A new era for "The Cove"
A relative youngster when compared to Cheney and FirstEnergy Stadiums, South Bend's Coveleski Stadium has long been in need of an upgrade nonetheless. Though a tight economy has slightly scaled back what was originally a $10.2 million project, the 24-year-old facility (affectionately called "The Cove") is still in the midst of an impressive array of upgrades.
"I think the most necessary improvement is the new playing field, because in the past, drainage was a serious issue," said Silver Hawks vice president and general manager Lynn Kachmarik. "The field had basically imploded on itself, we hadn't had any drainage for years. That greatly affected playability and increased our number of cancellations."
After an extensive nationwide search, the Silver Hawks opted to install an artificial playing surface.
"We had 10 companies bidding on this project -- it's really amazing the stuff that's available now," said Kachmarik. "[The artificial turf] is shown to cut down on injuries, and now we can still have a game even if its pouring five minutes before it's supposed to start."
Other important features include new dugouts, a new video board, a 360-degree concourse, a tiered picnic area, renovated suites and a centerfield entrance.
"The [entrance] we have right now backs up into an old train station.
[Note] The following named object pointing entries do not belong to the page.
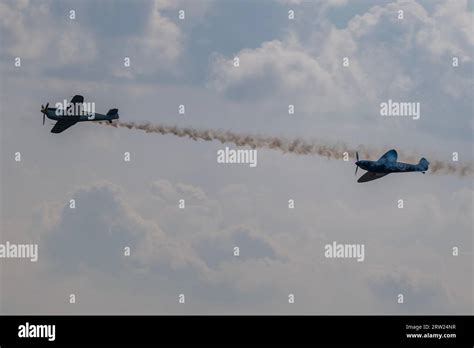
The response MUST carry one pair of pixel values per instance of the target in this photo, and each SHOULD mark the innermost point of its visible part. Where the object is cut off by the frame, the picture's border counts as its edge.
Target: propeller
(357, 167)
(44, 110)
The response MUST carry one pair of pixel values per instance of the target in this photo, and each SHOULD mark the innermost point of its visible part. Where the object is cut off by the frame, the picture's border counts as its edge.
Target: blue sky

It's totally safe but a little iffy in some people's minds," said Kachmarik. "But this new outfield entrance opens right into downtown [South Bend]."
Taken together, the improvements represent what Kachmarik deems a "new vision" for the franchise.
"We've been able to increase our number of interns as well as hire new front-office positions," she said. "We now have a director of productions, which we didn't need before because we didn't have a video board.
"[The renovations] are going to allow us to be so much more creative in how we operate. It's just what we needed and something we're all really excited for."